At first she did not realize who the frail man was with the snow-white hair who had come into the room.

It was not indeed until this grave personage informed Anne that he was come from the Queen with a present and a message that she recognized her father. And even then it may have been the slow and deep melancholy of the voice that told her. She gave a little wild cry, and clutched Gervase with a sudden pang of terror. But there was nought in her father’s voice nor in his bearing to inspire it now.

With a gesture all humility, as one who knows that the will of man is little, and that man himself is hardly more than a puppet in the hands of fate, Sir John Feversham knelt by the bed and gave his daughter a kiss on the lips.

“It is the token of the Queen’s forgiveness,” he said, “which I am commanded to bring you.”

Anne shivered. Dry-eyed and in silence, her arms were flung round her father’s neck. It was as if she also had come to understand that she was no more than a plaything in the hands of fate.

The Queen’s messenger rose from his knees. And now for all his look of frailty which was almost pitiful, he had the tense and vital air of a man of affairs who is proud to serve a great sovereign.

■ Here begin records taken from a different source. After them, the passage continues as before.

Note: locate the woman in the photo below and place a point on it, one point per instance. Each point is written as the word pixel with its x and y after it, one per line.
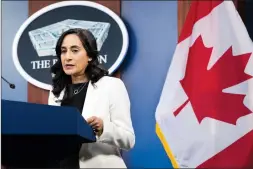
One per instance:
pixel 103 101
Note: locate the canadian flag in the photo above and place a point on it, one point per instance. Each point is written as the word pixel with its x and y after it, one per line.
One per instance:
pixel 205 112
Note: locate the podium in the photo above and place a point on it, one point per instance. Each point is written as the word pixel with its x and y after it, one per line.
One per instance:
pixel 39 136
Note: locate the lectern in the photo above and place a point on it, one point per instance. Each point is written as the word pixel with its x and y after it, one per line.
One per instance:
pixel 39 136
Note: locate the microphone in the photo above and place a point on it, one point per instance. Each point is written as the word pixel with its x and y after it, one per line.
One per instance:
pixel 12 86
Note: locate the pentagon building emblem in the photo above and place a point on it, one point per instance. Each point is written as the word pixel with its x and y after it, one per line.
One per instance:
pixel 34 44
pixel 44 39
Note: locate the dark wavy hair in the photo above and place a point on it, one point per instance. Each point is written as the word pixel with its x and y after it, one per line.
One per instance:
pixel 93 71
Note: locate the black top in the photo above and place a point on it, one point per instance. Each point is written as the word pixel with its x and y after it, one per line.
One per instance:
pixel 77 100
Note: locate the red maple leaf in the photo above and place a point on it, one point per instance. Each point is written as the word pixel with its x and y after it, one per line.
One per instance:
pixel 204 87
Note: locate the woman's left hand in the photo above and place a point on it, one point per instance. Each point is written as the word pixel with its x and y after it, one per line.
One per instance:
pixel 97 124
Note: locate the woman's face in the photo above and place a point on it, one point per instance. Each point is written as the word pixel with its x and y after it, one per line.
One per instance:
pixel 74 57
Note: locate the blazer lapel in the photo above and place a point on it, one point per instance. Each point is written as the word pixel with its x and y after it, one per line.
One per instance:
pixel 89 101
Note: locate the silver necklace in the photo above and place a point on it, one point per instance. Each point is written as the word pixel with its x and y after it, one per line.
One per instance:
pixel 76 91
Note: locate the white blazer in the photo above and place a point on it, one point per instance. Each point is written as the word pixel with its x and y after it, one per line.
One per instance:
pixel 109 100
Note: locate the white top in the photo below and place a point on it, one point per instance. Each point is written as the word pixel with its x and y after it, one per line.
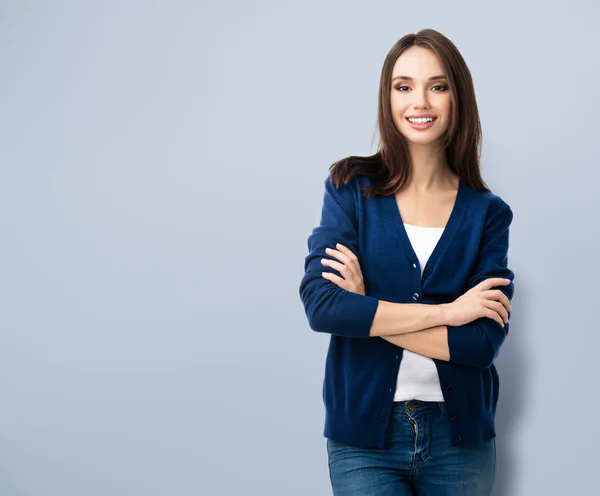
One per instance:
pixel 417 377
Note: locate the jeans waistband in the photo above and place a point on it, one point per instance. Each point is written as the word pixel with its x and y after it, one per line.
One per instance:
pixel 416 406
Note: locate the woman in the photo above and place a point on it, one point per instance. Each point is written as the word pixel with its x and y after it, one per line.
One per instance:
pixel 407 272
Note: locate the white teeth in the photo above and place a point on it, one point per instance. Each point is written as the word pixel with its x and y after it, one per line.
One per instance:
pixel 421 120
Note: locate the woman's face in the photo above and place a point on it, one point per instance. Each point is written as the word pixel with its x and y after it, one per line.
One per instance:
pixel 414 92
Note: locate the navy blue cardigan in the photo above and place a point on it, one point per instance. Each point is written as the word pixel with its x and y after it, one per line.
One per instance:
pixel 361 371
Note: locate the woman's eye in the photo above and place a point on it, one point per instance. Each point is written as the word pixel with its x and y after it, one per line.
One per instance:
pixel 442 86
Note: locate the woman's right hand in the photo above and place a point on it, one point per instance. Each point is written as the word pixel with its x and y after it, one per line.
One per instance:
pixel 479 301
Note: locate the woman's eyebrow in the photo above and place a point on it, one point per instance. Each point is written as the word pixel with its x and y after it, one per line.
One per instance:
pixel 408 78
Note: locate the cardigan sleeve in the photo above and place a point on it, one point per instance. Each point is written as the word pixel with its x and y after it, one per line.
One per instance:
pixel 329 308
pixel 477 343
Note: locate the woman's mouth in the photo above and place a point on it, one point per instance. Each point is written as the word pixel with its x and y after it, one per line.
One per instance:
pixel 421 123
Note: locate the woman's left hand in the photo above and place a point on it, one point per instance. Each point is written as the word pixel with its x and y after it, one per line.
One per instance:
pixel 349 268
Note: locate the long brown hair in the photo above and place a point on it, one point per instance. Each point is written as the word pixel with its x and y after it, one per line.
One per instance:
pixel 389 168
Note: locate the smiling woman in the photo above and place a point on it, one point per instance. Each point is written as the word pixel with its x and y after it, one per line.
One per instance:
pixel 408 273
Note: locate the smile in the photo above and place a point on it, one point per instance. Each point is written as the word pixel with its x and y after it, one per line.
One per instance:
pixel 422 123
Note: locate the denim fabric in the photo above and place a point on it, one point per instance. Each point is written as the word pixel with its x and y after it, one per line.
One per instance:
pixel 418 459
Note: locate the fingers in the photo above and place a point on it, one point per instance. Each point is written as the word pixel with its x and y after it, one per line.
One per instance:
pixel 348 260
pixel 335 279
pixel 498 309
pixel 494 315
pixel 493 281
pixel 341 268
pixel 496 294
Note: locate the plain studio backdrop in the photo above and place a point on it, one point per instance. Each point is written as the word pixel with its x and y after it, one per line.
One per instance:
pixel 162 167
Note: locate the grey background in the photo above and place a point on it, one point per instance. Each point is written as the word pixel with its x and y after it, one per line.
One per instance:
pixel 162 166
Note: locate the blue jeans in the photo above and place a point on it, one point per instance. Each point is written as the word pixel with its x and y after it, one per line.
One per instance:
pixel 417 459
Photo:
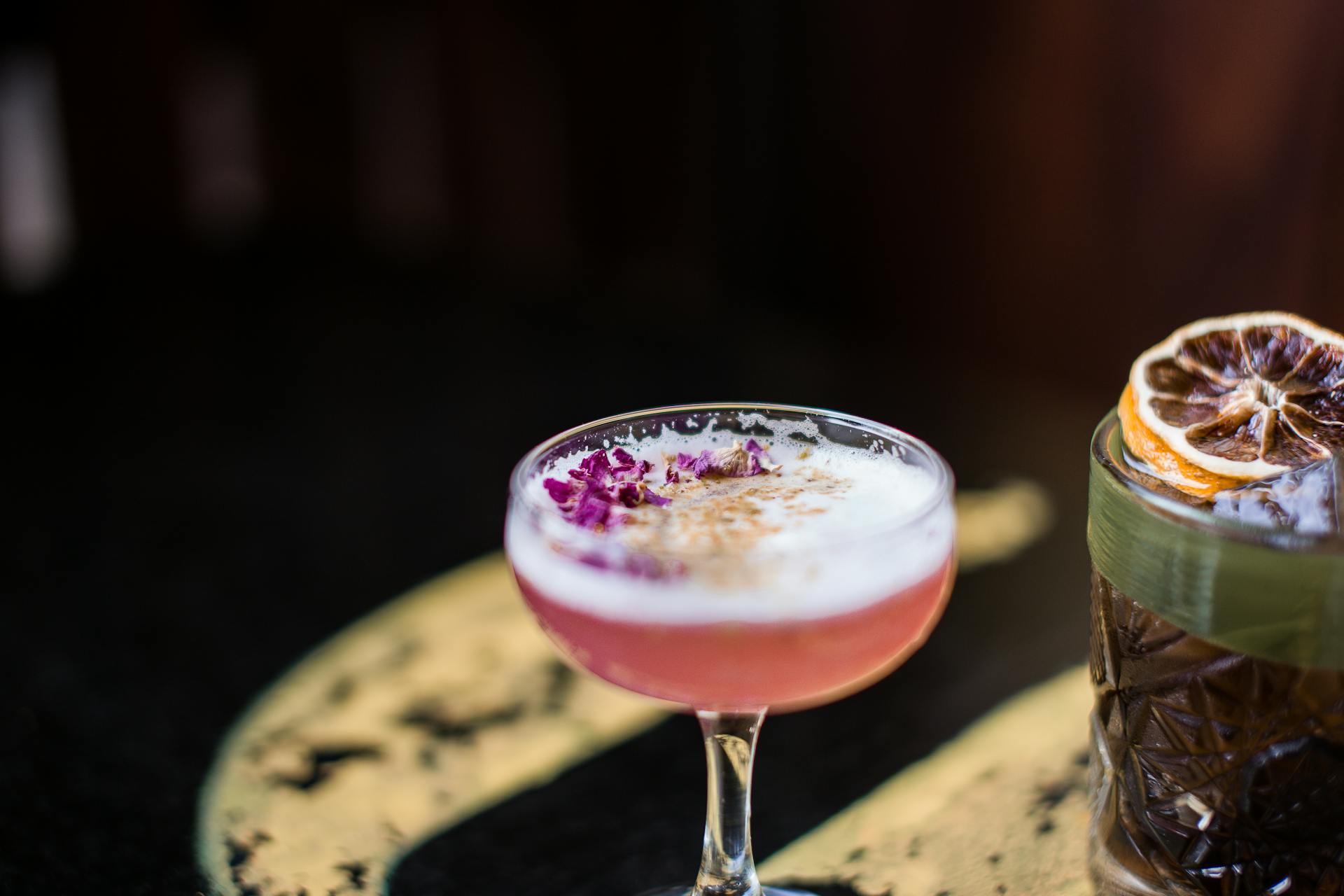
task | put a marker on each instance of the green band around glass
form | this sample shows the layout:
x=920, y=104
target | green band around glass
x=1266, y=593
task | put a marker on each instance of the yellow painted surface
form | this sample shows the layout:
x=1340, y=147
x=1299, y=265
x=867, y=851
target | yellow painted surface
x=1002, y=809
x=460, y=650
x=444, y=703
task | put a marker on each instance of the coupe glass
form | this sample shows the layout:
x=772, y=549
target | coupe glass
x=768, y=629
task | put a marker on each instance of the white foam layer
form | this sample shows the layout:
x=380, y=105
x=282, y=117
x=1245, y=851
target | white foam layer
x=831, y=532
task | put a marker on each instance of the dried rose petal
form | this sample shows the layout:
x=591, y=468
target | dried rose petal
x=736, y=461
x=755, y=449
x=561, y=492
x=597, y=491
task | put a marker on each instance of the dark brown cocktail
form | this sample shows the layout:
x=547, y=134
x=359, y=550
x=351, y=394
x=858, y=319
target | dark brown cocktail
x=1218, y=634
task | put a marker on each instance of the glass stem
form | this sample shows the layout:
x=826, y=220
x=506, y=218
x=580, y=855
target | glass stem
x=726, y=864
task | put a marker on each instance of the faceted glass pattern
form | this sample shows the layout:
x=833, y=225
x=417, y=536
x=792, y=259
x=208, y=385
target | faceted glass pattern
x=1212, y=771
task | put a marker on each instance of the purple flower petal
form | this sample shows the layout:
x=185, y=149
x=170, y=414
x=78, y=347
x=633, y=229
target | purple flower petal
x=628, y=493
x=561, y=492
x=597, y=466
x=597, y=491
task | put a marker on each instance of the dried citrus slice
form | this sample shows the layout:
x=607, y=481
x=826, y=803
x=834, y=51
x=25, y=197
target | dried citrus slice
x=1231, y=399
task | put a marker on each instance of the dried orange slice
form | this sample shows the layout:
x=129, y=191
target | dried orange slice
x=1231, y=399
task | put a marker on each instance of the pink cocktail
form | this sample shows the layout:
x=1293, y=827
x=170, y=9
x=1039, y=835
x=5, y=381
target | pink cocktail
x=736, y=665
x=733, y=559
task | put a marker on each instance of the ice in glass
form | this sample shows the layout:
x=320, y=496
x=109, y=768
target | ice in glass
x=1218, y=615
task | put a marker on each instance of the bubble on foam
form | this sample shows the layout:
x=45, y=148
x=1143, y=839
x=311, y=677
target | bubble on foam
x=832, y=552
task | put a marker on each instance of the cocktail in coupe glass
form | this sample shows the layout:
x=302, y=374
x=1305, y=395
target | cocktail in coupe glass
x=734, y=558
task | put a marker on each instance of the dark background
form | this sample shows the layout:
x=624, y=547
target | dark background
x=289, y=286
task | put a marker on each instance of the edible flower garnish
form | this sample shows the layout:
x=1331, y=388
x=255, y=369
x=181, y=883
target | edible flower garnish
x=737, y=460
x=598, y=489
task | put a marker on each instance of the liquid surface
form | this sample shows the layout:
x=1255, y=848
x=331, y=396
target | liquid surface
x=831, y=531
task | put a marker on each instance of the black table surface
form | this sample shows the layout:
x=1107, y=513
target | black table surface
x=211, y=489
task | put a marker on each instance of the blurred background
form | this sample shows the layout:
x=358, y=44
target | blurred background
x=292, y=285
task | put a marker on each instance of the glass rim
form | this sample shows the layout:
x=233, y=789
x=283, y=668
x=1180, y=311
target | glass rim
x=941, y=493
x=1199, y=517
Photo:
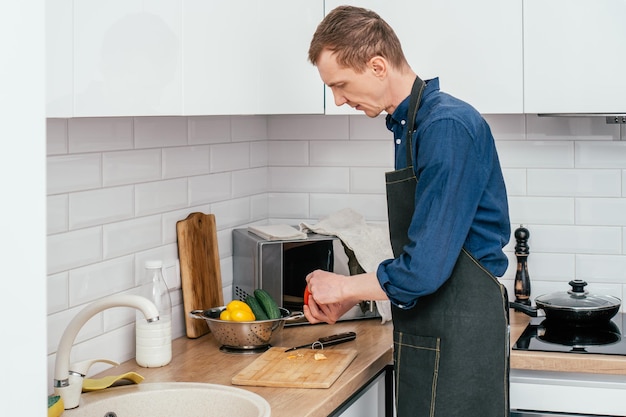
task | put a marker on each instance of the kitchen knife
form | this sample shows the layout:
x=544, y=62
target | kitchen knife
x=322, y=342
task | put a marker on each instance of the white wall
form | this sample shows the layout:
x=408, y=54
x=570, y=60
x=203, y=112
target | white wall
x=23, y=207
x=117, y=186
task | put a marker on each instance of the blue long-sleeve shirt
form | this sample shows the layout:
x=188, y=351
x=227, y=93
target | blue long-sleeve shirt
x=461, y=198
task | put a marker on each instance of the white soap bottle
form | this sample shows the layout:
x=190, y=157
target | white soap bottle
x=154, y=340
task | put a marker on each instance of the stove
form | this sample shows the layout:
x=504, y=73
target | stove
x=542, y=335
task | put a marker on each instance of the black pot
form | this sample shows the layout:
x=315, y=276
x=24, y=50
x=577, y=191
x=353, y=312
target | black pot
x=575, y=307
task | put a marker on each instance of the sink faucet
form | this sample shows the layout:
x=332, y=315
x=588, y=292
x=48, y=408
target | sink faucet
x=68, y=383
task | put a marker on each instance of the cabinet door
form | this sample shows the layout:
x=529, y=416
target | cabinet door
x=127, y=58
x=59, y=58
x=573, y=60
x=290, y=84
x=222, y=61
x=250, y=57
x=475, y=48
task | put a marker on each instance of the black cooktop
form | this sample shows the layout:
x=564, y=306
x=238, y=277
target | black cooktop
x=542, y=335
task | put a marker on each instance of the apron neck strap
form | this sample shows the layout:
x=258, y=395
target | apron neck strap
x=414, y=103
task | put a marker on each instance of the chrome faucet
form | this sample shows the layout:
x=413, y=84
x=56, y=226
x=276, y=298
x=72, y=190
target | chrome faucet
x=68, y=378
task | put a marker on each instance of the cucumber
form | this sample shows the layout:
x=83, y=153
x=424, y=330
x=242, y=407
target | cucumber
x=258, y=311
x=267, y=302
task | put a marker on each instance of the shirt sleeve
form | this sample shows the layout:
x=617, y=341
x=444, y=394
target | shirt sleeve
x=451, y=177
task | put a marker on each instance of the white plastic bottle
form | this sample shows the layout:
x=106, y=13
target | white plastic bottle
x=154, y=340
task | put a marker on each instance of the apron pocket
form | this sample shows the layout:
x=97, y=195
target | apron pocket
x=416, y=364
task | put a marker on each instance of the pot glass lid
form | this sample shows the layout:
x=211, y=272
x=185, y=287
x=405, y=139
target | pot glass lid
x=578, y=298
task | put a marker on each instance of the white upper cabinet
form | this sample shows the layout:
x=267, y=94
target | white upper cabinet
x=474, y=47
x=59, y=58
x=127, y=58
x=250, y=57
x=181, y=57
x=573, y=56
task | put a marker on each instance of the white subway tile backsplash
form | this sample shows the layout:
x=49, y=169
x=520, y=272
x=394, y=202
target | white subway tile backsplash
x=88, y=283
x=160, y=196
x=258, y=154
x=368, y=180
x=209, y=129
x=533, y=154
x=160, y=132
x=106, y=205
x=57, y=292
x=73, y=173
x=304, y=127
x=547, y=266
x=287, y=153
x=100, y=134
x=249, y=182
x=259, y=207
x=601, y=154
x=185, y=161
x=577, y=239
x=131, y=167
x=351, y=153
x=366, y=128
x=168, y=254
x=57, y=214
x=372, y=206
x=205, y=189
x=601, y=268
x=249, y=128
x=541, y=210
x=601, y=211
x=232, y=213
x=56, y=136
x=130, y=236
x=289, y=205
x=309, y=179
x=74, y=249
x=230, y=157
x=574, y=182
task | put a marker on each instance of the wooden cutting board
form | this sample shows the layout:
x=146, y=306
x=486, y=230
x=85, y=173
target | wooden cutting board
x=200, y=274
x=297, y=369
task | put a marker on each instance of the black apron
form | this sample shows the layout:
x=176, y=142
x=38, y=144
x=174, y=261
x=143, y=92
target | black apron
x=451, y=351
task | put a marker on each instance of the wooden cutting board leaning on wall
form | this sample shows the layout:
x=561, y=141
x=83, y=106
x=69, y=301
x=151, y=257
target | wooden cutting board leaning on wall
x=200, y=273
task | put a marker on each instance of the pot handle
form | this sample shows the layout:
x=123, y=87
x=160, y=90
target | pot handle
x=531, y=311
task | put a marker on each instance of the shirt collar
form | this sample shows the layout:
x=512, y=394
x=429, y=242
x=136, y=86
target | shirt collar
x=400, y=113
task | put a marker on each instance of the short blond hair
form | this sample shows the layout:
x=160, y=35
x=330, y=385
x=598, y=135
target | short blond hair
x=356, y=35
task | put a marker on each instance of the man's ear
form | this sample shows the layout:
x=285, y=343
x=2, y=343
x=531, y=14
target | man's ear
x=378, y=66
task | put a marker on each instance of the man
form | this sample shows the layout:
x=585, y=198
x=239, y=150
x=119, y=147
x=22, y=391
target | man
x=448, y=221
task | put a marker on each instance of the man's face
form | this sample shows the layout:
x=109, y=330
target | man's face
x=361, y=91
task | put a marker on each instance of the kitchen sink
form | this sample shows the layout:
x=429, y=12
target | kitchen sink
x=181, y=399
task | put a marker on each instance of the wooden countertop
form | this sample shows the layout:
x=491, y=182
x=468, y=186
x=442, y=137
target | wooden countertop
x=199, y=360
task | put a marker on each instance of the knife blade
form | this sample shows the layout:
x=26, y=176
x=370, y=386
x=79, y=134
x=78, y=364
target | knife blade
x=322, y=342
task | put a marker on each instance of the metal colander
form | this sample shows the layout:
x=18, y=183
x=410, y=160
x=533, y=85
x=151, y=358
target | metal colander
x=244, y=335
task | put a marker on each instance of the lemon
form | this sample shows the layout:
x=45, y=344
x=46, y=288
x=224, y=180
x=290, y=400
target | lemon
x=238, y=305
x=225, y=315
x=241, y=315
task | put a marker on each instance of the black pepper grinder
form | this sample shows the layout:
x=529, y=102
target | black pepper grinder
x=522, y=279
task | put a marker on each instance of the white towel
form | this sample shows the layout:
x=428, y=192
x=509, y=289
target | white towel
x=369, y=242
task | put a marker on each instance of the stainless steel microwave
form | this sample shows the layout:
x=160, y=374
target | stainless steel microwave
x=281, y=266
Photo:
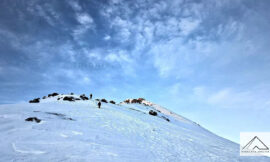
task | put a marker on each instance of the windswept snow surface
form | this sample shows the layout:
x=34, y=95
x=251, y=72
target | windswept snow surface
x=79, y=131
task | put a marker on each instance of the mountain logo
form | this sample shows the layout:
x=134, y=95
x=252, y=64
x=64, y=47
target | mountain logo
x=255, y=144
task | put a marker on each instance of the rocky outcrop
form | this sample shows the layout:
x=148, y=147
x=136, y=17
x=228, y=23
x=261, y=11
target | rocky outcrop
x=152, y=112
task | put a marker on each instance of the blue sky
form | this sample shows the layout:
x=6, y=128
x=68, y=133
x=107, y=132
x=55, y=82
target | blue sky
x=206, y=60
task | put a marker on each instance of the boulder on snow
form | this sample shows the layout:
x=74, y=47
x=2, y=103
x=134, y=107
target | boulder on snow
x=53, y=94
x=83, y=97
x=165, y=118
x=36, y=100
x=33, y=119
x=68, y=98
x=104, y=100
x=152, y=112
x=139, y=100
x=112, y=102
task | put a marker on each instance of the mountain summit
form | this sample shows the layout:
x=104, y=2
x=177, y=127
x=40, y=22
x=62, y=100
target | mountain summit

“Further I am bidden by the Queen’s majesty,” he said in his slow and melancholy speech which was yet like a fine and rare music, “to bestow upon you, Mistress Anne Feversham, in her name, this chaplet of pearls.”

As Sir John spoke he took a small shagreen case out of the lining of his cloak. It contained a small necklace.

“At the Queen’s behest, thus do I place it round your throat, Mistress Anne Feversham. Moreover, it is her Majesty’s express command that you be well and strong again by Twelfth Night, since noon of that day is the hour her Majesty has appointed for the celebration of your nuptials with Mr. Gervase Heriot in the Chapel of her grandfather within the Abbey at Westminster. The Queen hopes herself to be present on the occasion. And I am further to inform you that on the eve of that day Mr. William Shakespeare, to whose efforts on your behalf the late signal acts of the Royal clemency are wholly due, has undertaken to present a new interlude to the Queen and the ladies and gentlemen of her Court. His former ones, the Queen commands me to say,”—Sir John Feversham bowed to the playwright who with a grave smile bowed to him again—“have been much admired.”